Don’t call it a night
Allow the night-time economy to flourish. Let cocktail bars keep their doors open, clubs hum and basements have bass-heavy parties. It’s a delicate balance but some cities have got it all wrong by letting mega-clubs ruin neighbourhoods in one part of town while fussy residents get small, well-meaning bars shut down for playing the jukebox at 23.01 on a Friday night. The default should be that cities can be a bit noisy and that great venues make areas more enjoyable.
28.
Trade places
Relaunch local trade guilds. Need a woodworker or winemaker?
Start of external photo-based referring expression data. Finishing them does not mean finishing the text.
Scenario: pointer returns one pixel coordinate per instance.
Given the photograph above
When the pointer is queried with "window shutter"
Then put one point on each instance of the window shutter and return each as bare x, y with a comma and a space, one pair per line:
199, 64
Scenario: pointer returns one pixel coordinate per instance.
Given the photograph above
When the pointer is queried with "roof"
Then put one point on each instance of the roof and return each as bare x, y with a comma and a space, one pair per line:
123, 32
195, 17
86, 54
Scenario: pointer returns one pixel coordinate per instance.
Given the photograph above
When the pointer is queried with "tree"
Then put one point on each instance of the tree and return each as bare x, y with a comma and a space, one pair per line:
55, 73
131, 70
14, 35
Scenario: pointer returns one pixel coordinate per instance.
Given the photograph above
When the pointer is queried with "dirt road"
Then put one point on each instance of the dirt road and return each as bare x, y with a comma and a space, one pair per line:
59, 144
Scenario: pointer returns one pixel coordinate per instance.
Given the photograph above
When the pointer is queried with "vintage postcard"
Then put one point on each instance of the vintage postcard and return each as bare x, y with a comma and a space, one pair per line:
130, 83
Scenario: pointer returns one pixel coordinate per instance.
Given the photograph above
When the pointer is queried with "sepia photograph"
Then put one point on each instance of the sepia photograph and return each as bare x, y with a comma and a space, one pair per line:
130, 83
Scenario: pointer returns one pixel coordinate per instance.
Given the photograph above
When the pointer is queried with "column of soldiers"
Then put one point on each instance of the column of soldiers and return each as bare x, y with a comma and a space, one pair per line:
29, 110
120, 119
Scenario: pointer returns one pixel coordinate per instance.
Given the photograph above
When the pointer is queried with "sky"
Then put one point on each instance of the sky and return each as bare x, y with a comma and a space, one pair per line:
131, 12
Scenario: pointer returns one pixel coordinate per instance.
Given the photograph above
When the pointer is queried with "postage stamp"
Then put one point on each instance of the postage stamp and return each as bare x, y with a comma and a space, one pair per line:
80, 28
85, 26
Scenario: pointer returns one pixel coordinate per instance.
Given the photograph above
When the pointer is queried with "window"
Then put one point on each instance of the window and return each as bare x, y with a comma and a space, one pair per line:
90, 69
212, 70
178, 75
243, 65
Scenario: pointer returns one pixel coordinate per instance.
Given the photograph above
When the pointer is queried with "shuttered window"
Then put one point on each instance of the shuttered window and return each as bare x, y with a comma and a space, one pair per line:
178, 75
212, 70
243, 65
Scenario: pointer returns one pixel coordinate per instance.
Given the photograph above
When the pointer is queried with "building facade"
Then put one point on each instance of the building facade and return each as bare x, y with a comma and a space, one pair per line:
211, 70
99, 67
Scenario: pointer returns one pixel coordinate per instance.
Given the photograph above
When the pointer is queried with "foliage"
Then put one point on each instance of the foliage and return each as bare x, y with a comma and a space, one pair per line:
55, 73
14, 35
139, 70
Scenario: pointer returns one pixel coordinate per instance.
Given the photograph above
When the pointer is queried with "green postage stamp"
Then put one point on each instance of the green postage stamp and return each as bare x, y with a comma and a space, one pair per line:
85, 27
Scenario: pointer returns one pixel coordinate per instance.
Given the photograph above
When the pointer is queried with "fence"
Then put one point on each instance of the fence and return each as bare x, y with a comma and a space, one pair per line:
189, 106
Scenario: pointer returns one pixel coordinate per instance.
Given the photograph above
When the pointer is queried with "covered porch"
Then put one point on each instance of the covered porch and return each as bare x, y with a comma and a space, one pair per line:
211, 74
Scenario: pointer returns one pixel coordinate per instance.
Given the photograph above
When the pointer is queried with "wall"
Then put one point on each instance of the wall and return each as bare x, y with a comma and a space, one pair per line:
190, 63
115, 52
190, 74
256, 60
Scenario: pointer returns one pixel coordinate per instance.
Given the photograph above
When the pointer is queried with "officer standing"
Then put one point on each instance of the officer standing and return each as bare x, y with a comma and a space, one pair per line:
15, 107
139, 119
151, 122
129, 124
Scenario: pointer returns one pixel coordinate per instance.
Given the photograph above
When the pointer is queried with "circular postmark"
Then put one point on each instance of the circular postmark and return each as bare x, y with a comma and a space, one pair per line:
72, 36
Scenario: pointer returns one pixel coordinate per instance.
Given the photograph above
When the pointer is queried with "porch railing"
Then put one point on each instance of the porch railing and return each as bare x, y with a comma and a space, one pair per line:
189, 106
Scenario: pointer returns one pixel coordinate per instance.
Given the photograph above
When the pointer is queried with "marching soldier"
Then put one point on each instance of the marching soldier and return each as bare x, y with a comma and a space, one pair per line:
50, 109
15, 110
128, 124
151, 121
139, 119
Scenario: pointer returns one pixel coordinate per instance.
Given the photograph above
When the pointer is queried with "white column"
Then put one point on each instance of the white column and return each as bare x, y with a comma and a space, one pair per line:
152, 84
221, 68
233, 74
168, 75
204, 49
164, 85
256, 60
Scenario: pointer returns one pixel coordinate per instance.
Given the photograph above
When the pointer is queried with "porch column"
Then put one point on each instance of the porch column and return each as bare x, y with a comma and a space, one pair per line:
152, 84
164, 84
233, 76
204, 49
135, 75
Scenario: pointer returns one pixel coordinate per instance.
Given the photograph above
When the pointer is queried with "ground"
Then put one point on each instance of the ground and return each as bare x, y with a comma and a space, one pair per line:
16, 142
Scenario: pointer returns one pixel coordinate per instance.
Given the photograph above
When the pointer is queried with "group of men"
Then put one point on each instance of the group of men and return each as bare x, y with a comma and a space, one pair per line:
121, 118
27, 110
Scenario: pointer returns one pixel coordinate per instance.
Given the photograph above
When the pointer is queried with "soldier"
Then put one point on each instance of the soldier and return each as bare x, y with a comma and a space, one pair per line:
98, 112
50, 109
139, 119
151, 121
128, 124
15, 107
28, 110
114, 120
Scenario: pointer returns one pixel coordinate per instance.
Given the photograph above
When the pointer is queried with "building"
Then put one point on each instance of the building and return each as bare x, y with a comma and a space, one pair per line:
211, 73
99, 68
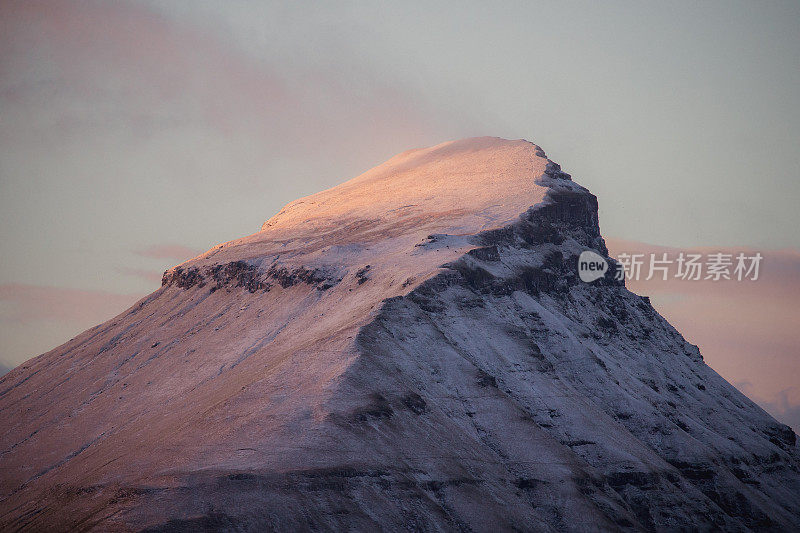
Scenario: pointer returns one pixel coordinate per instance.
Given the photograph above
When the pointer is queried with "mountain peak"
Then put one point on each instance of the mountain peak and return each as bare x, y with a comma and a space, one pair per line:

There could easily be a resource (and, yes, some well-branded signage for the window) that shows which nearby businesses are locally owned and worth patronising. Let’s not let the chains stomp out the independents.
29.
Protect and serve
Reinvent the Japanese koban police box for Western cities. Having somewhere to report incidents is one thing but a little presence on the streets is just as important. Keeping policing local rather than busing untrained recruits into hotspots is about building trust and understanding the causes of crime, not just pursuing arrest quotas.
30.
Promote digital decency
Ban loud phone calls on train carriages, noisy online games in restaurants and speakerphones, well, everywhere. Business owners and managers should be in charge and lead from the front. Ultimately, cities are big and busy, and offer some thrilling anonymity. But that shouldn’t mean that some people can retreat into selfish little worlds that deprive others of the right to a little peace and quiet now and again.